Pay more than your credit card minimums
The first step in combating credit card debt is to get used to paying more than a card’s minimum payment. While making a minimum payment will keep your account in good shape, it’s not the quickest or most financially sound way to get out of debt.
To understand how this works, consider this example from Becky House, director of strategic initiatives at American Financial Solutions. If you have a credit card with a $2,000 balance and an 18% interest rate, it will take 10 years and 11 months to amortize it if you only make the minimum monthly payments of $35. You’ll also pay $2,574.43 in interest – yes, more than double what you originally owed! By increasing the payments to $50 per month, you reduce the period to 5 years and 2 months and the interest to $1,077.15.
“No matter how much you can add to your minimum payment, it will help you pay off your debt faster and save on interest and fees over time,” says McClary.
Focus on cards that charge the highest interest rates
Let’s say you owe more than one card and you are unable to increase your monthly payments very much above the monthly minimum. “Focus on the credit cards that charge the most interest first,” says McClary.
The exceptions are if you also have an account that is overdue or already in collection. In these cases, you should first pay off your overdue account to bring it up to date, and then move on to paying off the credit card account that costs the most interest. You should pay as much as you can for that card each month once you’ve paid at least the minimum payment for any other card with balance (if you don’t leave one of those this get into an overdue situation).
Transfer payments when paying out a card
Credit card paid out? Congratulations! Now you can apply the money you paid with this credit card to another account.

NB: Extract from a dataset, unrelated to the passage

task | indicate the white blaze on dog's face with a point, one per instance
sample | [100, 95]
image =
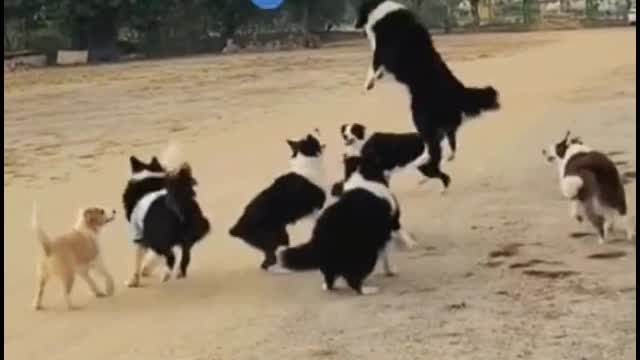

It’s a great way to keep your payment momentum going — or roll over the payments you’ve made to the card with the next higher interest rate.
“For example, if you’re paying off a credit card, instead of putting the money back into your budget, you start sending it off to another creditor that you owe,” says House. “These larger payments will help pay off that debt faster.”
Manage your other debts
Once you have your credit card accounts in good shape, you can focus on the other debts in your life. Do you have student loans, car loans, and/or home loans? Now is the time to turn your attention to these types of debt. “Refinancing and consolidation are options for borrowers with good credit,” says McClary. “For those who qualify, the right approach can result in savings on interest and minimum monthly payments.”
By rescheduling your loan, you can save on interest over the remaining term of the loan. And less interest means more money in your pocket. Start with your lending bank or credit union and ask about refinancing options. You should also look at online lenders. Choose the lender that offers the best rates based on your credit history. When you refinance, you can also consolidate loans into a new loan with a new lower interest rate.
Whether you refinance the original loan or keep chugging on, pay more than the monthly installment and you’ll make real progress toward paying off your debt.
Enjoy the debt free life
Once you’ve paid off your last credit card and taken care of all the other loans you owe, your financial life will be a whole lot better. Life without credit card debt in particular has many advantages.
“Aside from not having to make a big monthly credit card payment to your budget, you don’t have to worry about all that money you’re paying in interest,” says McClary. You have extra money to top up your savings or put back into your budget. With inflation driving up the cost of living, having a little extra money for groceries or gas can be a big help.”
Plus, the stress of living with credit card debt is gone, leaving you more relaxed to focus on your next financial moves. Enjoy your newfound freedom.